Every agentic workflow is a latency multiplication problem.
If your agent makes 20 LLM calls per task, and each call takes 3 seconds for generation, that's 60 seconds of model waiting per task — before any actual work happens. Cut that to 0.6 seconds per call and you cut 60 seconds to 12. The task goes from slow to fast enough to rethink what's worth automating.
Mercury 2 — 1,009 tokens per second on NVIDIA Blackwell GPUs — is built for exactly that arithmetic.
But the speed is not from the usual tricks. It's from a fundamentally different generation algorithm.
What Diffusion LLMs Actually Do
Standard language models are autoregressive: they generate tokens one at a time, left to right. Token N depends on tokens 1 through N-1. The bottleneck is sequential — you cannot generate token 5 until you have tokens 1 through 4. More tokens = more time, linearly.
Diffusion models work differently. They were originally developed for image generation (Stable Diffusion, DALL-E 3), where the process starts with random noise and iteratively denoises it toward a coherent image. Each denoising step refines the entire image simultaneously.
Mercury 2 applies this approach to text:
- Start with a noisy token sequence of the target length
- Run a refinement pass over all positions simultaneously
- Repeat for a small number of steps until the sequence converges
- Output the result
The key distinction: token positions are refined in parallel, not generated sequentially. The speed advantage is architectural. It's not approximating a slower process — it's a different process with a different scaling behavior.
Inception describes it as "less typewriter, more editor revising a full draft at once." The analogy is apt. An autoregressive model writes word by word. Mercury 2 starts with a draft and edits the whole thing simultaneously until it's coherent.
The Numbers
| Metric | Value |
|---|---|
| Generation speed | 1,009 tokens/sec (NVIDIA Blackwell) |
| Speed advantage vs autoregressive | >5x |
| Input pricing | $0.25/1M tokens |
| Output pricing | $0.75/1M tokens |
| Context window | 128K tokens |
| Tool use | Native |
| JSON output | Schema-aligned |
| Reasoning | Tunable |
The pricing is competitive with speed-tier models. At $0.75/1M output tokens, Mercury 2 costs the same as many quantized fast models while generating 5x faster.
Why Speed Compounding Changes the Calculus
A single LLM call at 1009 tok/sec vs 200 tok/sec: you notice the difference, but it's not transformative.
A 20-step agent loop changes the math:
| Scenario | 200 tok/sec | 1009 tok/sec |
|---|---|---|
| Single 200-token response | 1.0 sec | 0.2 sec |
| 10-step agent loop (200 tokens/step) | 10 sec | 2 sec |
| 50-step agent loop (200 tokens/step) | 50 sec | 10 sec |
| Real-time voice transcript (continuous) | Falls behind | Keeps up |
The speed advantage doesn't save time uniformly. It saves time proportional to how many inference calls you stack. This makes Mercury 2 specifically valuable for:
Coding tools: Autocomplete and next-edit suggestions need to land before the developer moves on. If the suggestion arrives after 2 seconds, it lands after the developer has already typed ahead. At 1009 tok/sec, short completions arrive in tens of milliseconds.
Agent loops: Agentic workflows that chain dozens of inference calls per task benefit more from Mercury 2 than any other use case. Not just because it's faster, but because faster loops enable more steps within the same latency budget — better quality through more iteration.
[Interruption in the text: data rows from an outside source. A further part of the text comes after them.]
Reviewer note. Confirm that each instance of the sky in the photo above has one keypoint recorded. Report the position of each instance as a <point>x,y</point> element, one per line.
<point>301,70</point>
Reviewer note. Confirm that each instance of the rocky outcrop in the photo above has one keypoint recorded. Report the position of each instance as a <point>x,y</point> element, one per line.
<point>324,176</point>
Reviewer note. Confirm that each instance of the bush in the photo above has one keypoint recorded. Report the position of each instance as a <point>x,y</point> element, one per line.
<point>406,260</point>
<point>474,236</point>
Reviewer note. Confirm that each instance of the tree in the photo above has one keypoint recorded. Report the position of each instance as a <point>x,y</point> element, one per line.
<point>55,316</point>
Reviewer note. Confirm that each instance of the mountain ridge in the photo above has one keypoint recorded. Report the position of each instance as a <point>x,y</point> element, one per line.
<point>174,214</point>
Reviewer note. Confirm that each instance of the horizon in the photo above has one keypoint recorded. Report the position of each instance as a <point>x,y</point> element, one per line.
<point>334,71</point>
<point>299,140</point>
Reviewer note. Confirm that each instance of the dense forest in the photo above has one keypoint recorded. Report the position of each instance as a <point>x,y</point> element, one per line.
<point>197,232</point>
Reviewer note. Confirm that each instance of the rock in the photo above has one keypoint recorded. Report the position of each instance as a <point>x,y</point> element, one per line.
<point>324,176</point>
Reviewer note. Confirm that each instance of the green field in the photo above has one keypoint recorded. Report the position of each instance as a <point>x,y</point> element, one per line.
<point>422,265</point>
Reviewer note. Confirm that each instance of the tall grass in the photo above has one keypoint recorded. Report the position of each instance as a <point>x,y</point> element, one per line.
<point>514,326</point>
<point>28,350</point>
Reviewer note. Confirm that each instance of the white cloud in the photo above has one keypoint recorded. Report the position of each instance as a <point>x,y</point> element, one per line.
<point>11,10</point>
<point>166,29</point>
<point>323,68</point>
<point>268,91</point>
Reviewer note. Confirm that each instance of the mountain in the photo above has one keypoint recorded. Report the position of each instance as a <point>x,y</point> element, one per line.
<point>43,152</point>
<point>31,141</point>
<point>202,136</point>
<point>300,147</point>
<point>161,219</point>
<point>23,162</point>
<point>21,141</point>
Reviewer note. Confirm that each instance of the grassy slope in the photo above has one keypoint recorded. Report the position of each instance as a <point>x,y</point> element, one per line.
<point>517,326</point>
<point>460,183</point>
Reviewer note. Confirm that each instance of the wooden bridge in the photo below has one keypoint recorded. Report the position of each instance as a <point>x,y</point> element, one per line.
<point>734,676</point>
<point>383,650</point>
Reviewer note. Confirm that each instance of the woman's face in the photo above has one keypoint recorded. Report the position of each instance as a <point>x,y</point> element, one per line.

Voice interfaces: Voice pipelines have the tightest latency budget in AI — natural speech cadence allows about 200ms between turns before the pause becomes noticeable. Mercury 2's speed makes reasoning-quality responses viable within that window.
RAG pipelines: Multi-hop retrieval, reranking, and summarization latencies stack. Adding reasoning to the search loop — without blowing the latency budget — becomes possible at 1009 tok/sec.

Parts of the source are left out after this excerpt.